Custom dataloader structure

juhyung · November 9, 2018, 6:53am

I have a dataset which has images and corresponding texts.

I want to cut part of a dataset to get input data in a shape of 4 sequence images with corresponding texts.
like data = [ [image1, image2, image3, image4] ,[text1, ...text4] ]
So, if I have 6 images, I can make 3 inputs data.

my dataset loader is like below

class dataset(Dataset):
    def __init__(self, path, start, end):
        self.path = path
        self.data = self.getsubsequnce(start, end)
    
    def _getMegabatch(self, start, end):
        file = h5.File(self.path)[start:end]
        return file

    def _getsubsequence(self,start,end):
         megabatch = self._getMegabatch(start, end)
         """
         returns set of 4 length images
         """

    def __len__(self):
         return len(self.data)

    def __getitem__(self, index):
        data = self.data
        return data[index]

I’m wondering this is a common way of generating mini-batches from mega-batch data.
Could you give me an advice??

ptrblck · November 9, 2018, 1:05pm

I’m not sure I understand the implementation of your Dataset fully.
Are you creating a new Dataset for each sequence, i.e. when are you passing new start and end values?
It looks like you are returning one sample from the sequence. As far as I’ve understood your use case, I thought you would like to return 4 samples holding the images and text data?

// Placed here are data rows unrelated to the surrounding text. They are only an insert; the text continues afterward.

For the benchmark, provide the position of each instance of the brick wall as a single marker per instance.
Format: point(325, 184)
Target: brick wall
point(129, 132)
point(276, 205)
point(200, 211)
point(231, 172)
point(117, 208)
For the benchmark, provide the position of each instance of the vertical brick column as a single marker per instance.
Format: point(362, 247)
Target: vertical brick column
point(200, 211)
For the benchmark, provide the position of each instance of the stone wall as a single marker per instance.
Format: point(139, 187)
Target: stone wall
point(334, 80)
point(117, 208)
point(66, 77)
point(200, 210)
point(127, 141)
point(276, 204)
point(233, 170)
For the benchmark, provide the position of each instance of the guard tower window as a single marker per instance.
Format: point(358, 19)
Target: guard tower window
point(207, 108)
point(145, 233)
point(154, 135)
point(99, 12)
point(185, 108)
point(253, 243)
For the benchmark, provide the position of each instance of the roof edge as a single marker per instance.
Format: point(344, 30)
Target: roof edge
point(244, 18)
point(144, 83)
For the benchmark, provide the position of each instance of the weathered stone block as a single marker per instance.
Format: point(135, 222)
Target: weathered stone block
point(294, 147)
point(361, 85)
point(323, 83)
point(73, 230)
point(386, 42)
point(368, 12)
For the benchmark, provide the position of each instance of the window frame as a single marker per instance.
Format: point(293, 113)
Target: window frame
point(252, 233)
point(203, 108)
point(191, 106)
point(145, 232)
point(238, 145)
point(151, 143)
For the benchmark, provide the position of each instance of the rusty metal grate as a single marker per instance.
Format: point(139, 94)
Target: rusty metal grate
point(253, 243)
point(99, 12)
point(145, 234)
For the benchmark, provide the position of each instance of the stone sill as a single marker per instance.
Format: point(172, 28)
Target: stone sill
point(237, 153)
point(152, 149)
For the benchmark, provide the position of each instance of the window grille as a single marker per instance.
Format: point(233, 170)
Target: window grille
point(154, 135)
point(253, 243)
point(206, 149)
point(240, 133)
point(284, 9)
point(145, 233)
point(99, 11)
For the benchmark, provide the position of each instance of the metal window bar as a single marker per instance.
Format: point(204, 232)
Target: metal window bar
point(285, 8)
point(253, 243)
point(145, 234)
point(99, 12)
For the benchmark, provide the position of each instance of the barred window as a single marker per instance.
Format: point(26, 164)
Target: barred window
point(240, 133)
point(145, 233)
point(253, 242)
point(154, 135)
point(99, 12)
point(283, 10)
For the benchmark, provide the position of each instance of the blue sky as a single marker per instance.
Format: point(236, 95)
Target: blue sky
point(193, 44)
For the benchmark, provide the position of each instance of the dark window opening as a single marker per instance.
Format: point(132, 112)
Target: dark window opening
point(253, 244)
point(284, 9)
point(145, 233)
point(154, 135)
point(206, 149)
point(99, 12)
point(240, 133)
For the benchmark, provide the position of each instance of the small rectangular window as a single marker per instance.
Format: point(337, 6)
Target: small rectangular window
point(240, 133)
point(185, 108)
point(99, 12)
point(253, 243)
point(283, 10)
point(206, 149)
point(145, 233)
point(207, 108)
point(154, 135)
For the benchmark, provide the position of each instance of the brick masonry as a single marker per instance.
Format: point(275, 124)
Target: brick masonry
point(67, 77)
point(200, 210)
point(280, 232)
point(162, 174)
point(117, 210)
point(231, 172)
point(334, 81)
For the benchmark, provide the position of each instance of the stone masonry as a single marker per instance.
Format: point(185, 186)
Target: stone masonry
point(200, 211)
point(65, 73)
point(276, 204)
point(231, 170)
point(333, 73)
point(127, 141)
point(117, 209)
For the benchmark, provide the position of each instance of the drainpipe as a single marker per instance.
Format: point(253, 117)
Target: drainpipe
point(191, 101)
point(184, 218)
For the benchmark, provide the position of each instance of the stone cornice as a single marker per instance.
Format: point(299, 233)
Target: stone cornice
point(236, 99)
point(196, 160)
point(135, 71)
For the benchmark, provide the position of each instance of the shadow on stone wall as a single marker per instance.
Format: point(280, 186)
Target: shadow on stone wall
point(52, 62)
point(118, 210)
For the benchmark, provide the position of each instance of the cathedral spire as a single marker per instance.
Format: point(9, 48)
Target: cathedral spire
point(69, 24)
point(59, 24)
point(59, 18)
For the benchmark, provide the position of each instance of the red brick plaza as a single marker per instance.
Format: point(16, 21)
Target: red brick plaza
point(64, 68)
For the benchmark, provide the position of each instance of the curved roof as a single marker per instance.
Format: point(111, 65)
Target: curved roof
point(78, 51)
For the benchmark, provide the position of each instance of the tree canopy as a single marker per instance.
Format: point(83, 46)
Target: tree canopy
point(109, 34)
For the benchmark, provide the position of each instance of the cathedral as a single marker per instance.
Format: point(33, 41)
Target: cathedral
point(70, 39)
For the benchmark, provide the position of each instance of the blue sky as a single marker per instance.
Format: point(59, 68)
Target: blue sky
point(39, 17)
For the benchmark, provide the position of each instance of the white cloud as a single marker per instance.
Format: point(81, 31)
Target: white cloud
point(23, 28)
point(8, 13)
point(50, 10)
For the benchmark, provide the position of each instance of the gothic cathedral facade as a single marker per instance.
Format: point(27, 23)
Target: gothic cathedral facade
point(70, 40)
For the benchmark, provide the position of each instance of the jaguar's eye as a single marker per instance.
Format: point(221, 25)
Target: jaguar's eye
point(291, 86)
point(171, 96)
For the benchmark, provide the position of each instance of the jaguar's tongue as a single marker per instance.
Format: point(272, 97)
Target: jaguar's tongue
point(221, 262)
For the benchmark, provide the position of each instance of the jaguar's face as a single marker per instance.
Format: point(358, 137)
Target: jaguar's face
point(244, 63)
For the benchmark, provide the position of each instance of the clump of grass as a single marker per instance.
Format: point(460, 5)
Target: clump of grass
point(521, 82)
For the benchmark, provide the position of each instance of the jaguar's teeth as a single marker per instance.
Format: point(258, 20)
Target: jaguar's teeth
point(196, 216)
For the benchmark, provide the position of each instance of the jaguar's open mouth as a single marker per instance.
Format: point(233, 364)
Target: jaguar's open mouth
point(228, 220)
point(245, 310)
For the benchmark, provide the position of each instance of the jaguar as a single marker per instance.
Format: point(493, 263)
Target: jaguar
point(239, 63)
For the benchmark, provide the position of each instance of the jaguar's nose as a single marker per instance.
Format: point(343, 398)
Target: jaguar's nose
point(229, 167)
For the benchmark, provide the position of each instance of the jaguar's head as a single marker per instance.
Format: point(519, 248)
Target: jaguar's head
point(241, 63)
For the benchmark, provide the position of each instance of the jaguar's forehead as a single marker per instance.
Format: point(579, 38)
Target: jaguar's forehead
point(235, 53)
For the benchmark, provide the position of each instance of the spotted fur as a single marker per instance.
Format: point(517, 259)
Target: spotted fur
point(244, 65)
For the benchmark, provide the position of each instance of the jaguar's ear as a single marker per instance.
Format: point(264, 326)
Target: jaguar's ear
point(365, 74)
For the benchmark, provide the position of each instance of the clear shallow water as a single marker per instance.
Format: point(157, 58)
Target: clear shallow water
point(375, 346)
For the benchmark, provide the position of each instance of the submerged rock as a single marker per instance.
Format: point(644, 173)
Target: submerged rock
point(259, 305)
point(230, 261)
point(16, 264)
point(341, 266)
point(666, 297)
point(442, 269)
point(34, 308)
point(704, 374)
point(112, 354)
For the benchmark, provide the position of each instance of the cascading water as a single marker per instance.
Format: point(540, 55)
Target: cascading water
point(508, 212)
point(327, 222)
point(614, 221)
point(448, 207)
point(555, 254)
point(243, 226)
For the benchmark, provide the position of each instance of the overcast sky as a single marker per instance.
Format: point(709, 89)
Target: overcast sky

Could you post the shapes of your whole dataset and each sample?

juhyung · November 9, 2018, 1:42pm

@ptrblck Okay I think above code is too simplified.

overall, from my whole dataset, _getMegabatch will get Mega-batch dataset[start:end]
then from the megabatch I want to return minibatches.

Specifically, my whole dataset is a list [images, texts], images.shape = [20000, 224, 224, 3], texts.shape=[20000, 30]

and _getMegabatch() slices whole data to mega-batch data [images, texts] with images.shape = [6, 224, 224, 3] texts.shape=[6,30] mega-batch size 6 is just an example.

For easy understanding let’s represent this mega-batch data images (shape [6, 224, 224, 3] and texts as [a, b, c, d, e, f], [1,2,3,4,5, 6], each alphabet, number is image and text.

From this mega-batch data I am gonna get all 4-length sub-sequence datas with _getsubsequence like self.data =[ [ [a, b, c, d], [b, c, d, e], [c, d, e, f] ], [ [1, 2, 3, 4], [2, 3, 4, 5], [3, 4, 5, 6] ] ]

Finally, __getitem__ will return self.data[0][index], self.data[1][index] e.g. [a, b, c, d], [1, 2, 3, 4]

I`m not sure this mega-batch \in mini-batch dataloader structure is efficient or not.